The technician came back on the line after a brief time-out. “That would be March first of this year.”
“Thanks.”
“Will there be anything else we can help you with today?”
“No, that’ll do it.”
“Have a good one.”
After he hung up Justin sat back, put his feet on his desk, and meditated on the information. Just then Abe wandered into the computer room.
“Anything new?”
“Yes, in fact, there is.” Justin placed his feet back on the floor and handed Abe the printout with the numbers circled. “See this?”
“Yes.”
Next Justin handed him the sexual harassment print. “See this—no numbers.”
“Yes, so?”
Abe didn’t know anything about computer retrieval systems. He didn’t use them, and he didn’t believe
in them. He hated them. “I like to write on long yellow pads. That’s the way I think.” Still, he did insist that the office have a complete and up-to-date system and that everyone else, especially his young associates, master them. “So that I don’t have to,” was his constant refrain. Justin loved to tell his computer age buddies about the first time Abe got a fax over the wireless portable that Gayle had ordered. “There’s paper coming out of this infernal machine!” Abe had marveled. “And there aren’t even any wires.”
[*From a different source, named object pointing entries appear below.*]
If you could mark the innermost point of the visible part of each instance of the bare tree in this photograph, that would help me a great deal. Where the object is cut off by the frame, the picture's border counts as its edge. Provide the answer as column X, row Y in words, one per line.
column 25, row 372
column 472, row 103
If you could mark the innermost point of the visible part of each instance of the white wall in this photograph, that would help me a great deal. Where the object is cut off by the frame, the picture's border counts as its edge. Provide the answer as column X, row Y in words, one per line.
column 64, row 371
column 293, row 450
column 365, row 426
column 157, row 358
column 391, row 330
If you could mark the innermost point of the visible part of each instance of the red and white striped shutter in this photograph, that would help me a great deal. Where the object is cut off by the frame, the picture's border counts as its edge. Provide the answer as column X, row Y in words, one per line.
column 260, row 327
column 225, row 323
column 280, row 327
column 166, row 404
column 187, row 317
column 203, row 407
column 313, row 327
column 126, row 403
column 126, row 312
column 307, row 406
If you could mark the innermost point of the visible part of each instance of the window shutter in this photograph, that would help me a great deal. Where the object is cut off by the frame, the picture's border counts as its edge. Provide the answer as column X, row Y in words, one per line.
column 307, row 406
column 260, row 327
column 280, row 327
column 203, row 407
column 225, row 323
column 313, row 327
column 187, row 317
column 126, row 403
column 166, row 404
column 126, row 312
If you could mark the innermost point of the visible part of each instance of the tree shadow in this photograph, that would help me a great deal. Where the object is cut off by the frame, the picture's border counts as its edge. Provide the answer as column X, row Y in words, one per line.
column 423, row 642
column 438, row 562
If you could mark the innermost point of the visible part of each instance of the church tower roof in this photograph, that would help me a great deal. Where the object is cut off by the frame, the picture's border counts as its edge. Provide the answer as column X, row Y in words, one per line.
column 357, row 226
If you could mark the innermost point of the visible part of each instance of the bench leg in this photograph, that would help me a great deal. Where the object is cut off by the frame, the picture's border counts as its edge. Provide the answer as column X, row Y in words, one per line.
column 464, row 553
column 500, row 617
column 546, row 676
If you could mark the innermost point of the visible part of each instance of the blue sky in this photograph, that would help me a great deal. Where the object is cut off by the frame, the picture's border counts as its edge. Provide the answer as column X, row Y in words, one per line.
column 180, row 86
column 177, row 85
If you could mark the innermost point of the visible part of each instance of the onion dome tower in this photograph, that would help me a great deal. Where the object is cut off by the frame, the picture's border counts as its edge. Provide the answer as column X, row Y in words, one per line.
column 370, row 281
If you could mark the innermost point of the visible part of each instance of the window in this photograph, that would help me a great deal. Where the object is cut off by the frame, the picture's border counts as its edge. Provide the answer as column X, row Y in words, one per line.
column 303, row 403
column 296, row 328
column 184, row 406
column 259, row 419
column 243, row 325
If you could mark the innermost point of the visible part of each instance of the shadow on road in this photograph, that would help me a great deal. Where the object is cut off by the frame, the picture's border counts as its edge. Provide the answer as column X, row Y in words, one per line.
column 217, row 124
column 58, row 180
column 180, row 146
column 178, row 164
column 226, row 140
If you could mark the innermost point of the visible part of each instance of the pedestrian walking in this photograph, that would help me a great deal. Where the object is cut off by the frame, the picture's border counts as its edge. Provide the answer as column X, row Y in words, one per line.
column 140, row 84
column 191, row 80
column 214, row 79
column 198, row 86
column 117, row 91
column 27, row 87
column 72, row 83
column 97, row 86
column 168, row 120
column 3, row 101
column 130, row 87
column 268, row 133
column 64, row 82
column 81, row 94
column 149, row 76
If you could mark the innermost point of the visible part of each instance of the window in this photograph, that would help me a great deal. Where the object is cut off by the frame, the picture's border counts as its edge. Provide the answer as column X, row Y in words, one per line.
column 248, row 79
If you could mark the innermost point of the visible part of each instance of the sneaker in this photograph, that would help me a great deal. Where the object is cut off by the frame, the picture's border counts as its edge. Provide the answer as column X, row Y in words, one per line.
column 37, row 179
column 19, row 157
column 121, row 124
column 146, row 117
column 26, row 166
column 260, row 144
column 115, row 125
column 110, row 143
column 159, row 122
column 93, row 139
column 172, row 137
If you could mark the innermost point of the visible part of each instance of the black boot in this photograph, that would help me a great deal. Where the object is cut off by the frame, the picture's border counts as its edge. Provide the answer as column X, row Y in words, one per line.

“The fax paper doesn’t travel through wires,” Justin had explained, “even when there are wires. It’s all electronic.”
“I know that,” Abe had said defensively. “But at least when there are wires, I can see that it’s connected to something.”
Today’s episode proved it worthwhile for Abe’s office to be high tech—without Abe ever having to touch a machine.
“I don’t even understand what it is I don’t understand.” Puzzled, Abe looked down at Justin. “Why is it significant that one printout has time figures at the end and the other doesn’t?”
“That’s not what’s significant, Abe. What’s significant is that the formatting was changed on March first.”
“So?”
“So, Joe told us that he first met Jennifer in New York on March 10. But if her printouts were generated before March 1—as the technician seems to be saying—then Joe would have had to meet her at least ten days before he told us he met her.”
“But why would he lie about that?”
“I don’t know, Abe. But what I do know is that he may have had some justification for his first lie, but two lies are harder to explain away. I’m beginning to get worried about this guy.”
“Is it possible,” Abe asked, “that you could be wrong about this formatting stuff?”
“It is possible,” Justin acknowledged. “But only if the printout without the numbers was somehow incomplete.”
“Okay, hang on a minute,” Abe said, shuffling through the unfamiliar computer printouts. “Show me what I’m supposed to be looking for.”